À La Réole, les contraintes allaient plus loin. On a creusé un évidement sous le plateau pour faire passer les tuyaux de bière pression, avec une trappe démontable en contreplaqué marine 18 mm. Invisible en service, mais le patron pouvait la retirer en deux minutes pour accéder à la cave.
Pour le mur en pierres, on a utilisé le scribage : avec un compas, on trace le profil exact de la pierre sur le flanc du meuble, on ajuste au rabot, on retrace, on réajuste. Le faux-aplomb de 18 mm sur 2,40 m a été rattrapé comme ça, à la main. C’est la seule façon d’obtenir un joint propre entre un meuble rectiligne et un mur qui ne l’est pas.
Vernis ou huile : la finition qui fait tout en usage professionnel
En service quotidien, un comptoir de bar en bois encaisse des verres, des coudes, des coups de lavette et des taches de vin rouge. La finition fait la différence entre un comptoir qui tient quinze ans et un comptoir qui marque dès le premier mois.

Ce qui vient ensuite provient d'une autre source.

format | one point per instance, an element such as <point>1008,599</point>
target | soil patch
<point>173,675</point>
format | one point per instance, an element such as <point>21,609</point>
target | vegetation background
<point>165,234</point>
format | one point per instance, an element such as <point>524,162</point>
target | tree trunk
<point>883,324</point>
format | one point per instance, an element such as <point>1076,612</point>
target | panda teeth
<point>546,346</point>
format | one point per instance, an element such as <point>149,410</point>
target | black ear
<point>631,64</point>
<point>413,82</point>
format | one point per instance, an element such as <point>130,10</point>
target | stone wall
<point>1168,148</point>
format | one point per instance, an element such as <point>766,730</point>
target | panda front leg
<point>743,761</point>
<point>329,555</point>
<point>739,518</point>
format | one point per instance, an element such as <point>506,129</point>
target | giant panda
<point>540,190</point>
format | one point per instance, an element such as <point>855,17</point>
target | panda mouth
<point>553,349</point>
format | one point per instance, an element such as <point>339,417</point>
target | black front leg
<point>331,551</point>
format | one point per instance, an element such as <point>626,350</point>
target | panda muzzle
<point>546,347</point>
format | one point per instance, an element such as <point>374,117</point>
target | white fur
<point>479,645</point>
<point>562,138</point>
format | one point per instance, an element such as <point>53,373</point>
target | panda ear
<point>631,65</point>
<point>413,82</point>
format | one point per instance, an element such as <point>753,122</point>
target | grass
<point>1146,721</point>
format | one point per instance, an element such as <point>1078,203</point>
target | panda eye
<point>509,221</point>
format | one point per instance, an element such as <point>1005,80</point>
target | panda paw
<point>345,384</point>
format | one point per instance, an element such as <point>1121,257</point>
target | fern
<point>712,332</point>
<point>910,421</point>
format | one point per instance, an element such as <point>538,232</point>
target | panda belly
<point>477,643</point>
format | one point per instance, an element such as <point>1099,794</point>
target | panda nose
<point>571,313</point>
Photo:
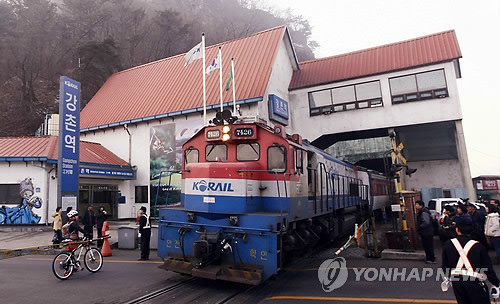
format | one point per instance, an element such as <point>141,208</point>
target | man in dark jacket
<point>100,217</point>
<point>478,221</point>
<point>88,222</point>
<point>144,233</point>
<point>425,229</point>
<point>462,258</point>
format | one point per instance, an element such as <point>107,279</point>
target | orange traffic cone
<point>106,249</point>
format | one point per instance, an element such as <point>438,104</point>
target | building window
<point>353,97</point>
<point>276,158</point>
<point>9,194</point>
<point>421,86</point>
<point>248,151</point>
<point>191,155</point>
<point>214,153</point>
<point>141,194</point>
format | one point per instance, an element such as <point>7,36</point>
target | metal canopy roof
<point>431,49</point>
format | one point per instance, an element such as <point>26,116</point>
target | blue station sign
<point>279,106</point>
<point>69,140</point>
<point>105,172</point>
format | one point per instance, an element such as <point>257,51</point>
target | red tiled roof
<point>421,51</point>
<point>165,86</point>
<point>46,147</point>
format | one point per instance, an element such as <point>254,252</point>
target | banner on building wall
<point>24,212</point>
<point>488,184</point>
<point>69,140</point>
<point>166,157</point>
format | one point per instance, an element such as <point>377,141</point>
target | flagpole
<point>204,81</point>
<point>234,92</point>
<point>220,77</point>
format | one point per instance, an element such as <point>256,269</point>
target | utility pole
<point>398,162</point>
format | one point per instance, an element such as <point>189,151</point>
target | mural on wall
<point>23,214</point>
<point>165,157</point>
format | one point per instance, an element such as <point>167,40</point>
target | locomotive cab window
<point>299,167</point>
<point>215,152</point>
<point>276,158</point>
<point>248,152</point>
<point>191,155</point>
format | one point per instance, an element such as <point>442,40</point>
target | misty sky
<point>342,26</point>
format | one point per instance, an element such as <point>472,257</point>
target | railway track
<point>228,293</point>
<point>160,292</point>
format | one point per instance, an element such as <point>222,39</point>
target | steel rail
<point>160,292</point>
<point>229,298</point>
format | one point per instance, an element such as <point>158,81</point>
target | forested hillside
<point>88,40</point>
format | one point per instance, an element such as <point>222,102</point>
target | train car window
<point>215,152</point>
<point>276,158</point>
<point>248,151</point>
<point>353,189</point>
<point>299,167</point>
<point>191,155</point>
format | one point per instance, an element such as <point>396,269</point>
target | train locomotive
<point>254,197</point>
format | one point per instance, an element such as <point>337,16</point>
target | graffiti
<point>23,214</point>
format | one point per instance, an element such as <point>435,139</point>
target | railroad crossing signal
<point>397,157</point>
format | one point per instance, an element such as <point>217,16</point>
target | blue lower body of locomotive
<point>240,248</point>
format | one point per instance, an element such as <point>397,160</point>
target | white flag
<point>193,54</point>
<point>214,65</point>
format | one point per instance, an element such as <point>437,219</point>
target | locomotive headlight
<point>233,220</point>
<point>226,133</point>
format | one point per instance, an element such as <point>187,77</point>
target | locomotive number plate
<point>243,132</point>
<point>211,134</point>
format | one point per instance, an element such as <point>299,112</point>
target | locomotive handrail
<point>278,186</point>
<point>169,181</point>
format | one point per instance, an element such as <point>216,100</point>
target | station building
<point>28,179</point>
<point>143,115</point>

On a posé du vernis PU bi-composant 2K Sayerlack sur le comptoir de La Réole : deux couches à 125 g/m², avec un égrenage au grain 320 entre les deux. L’application demande un local ventilé, une température au-dessus de 15 °C et une hygrométrie sous 65 %. Pour l’EPI, c’est un masque à cartouche A2P3 qu’il faut porter, pas un simple FFP3 : le durcisseur contient des isocyanates, et les vapeurs passent à travers un filtre à particules. On a choisi un vernis non réchauffant pour garder le blond naturel du chêne, sans jaunissement.
En contrepoint : en 2016, on a posé un comptoir en frêne huilé à la Rubio Monocoat Oil Plus 2C dans un bar à vin de Casteljaloux. L’huile dure donne un toucher bois brut superbe et un rendu mat très élégant. Mais le patron n’a jamais re-huilé. Trois ans plus tard, une tache de vin rouge persistait à l’angle du comptoir, là où il posait les verres. L’huile, c’est beau, mais en professionnel, le vernis 2K reste plus raisonnable.

Faire durer un comptoir en bois massif : entretien et réparation sur 15 ans
On est retournés à La Réole en 2019, sept ans après la pose. La patine était homogène sur tout le comptoir, ce doré chaud que prend le chêne verni avec les années. Une seule zone d’usure visible, là où le patron s’appuyait du coude droit en servant. Un ponçage local au grain 240 et une retouche de vernis ont suffi à remettre cette zone à neuf en une heure.
C’est l’avantage du bois massif en usage professionnel sur le mobilier CHR industriel. Un comptoir en stratifié qui s’écaille au bout de cinq ans, on le jette et on en rachète un. Un comptoir en chêne massif, on le ponce et on le revernit. Sur quinze ans d’exploitation, le coût amorti du massif est souvent inférieur à celui du mobilier qu’il faut remplacer deux ou trois fois. On a fait le même constat sur des bancs d’auberge en chêne massif.
Le chêne raboté a une odeur légèrement vanillée, le bruit mat d’un verre posé sur un plateau massif verni n’a rien à voir avec le bruit creux d’un stratifié. Le client ne le formule pas, mais il le perçoit. Ce sont ces détails qui donnent à un bar en bois massif son impression d’authenticité.
Le patron de La Réole l’a bien résumé : « Les clients pensent que le bar a cent ans. C’est le plus beau compliment qu’on pouvait nous faire. »
Ce comptoir de La Réole, on ne l’a revu qu’une seule fois en sept ans, pour un coup de ponceuse d’une heure. Quand un meuble vieillit comme ça, sans qu’on y pense, c’est qu’il a été bien pensé au départ.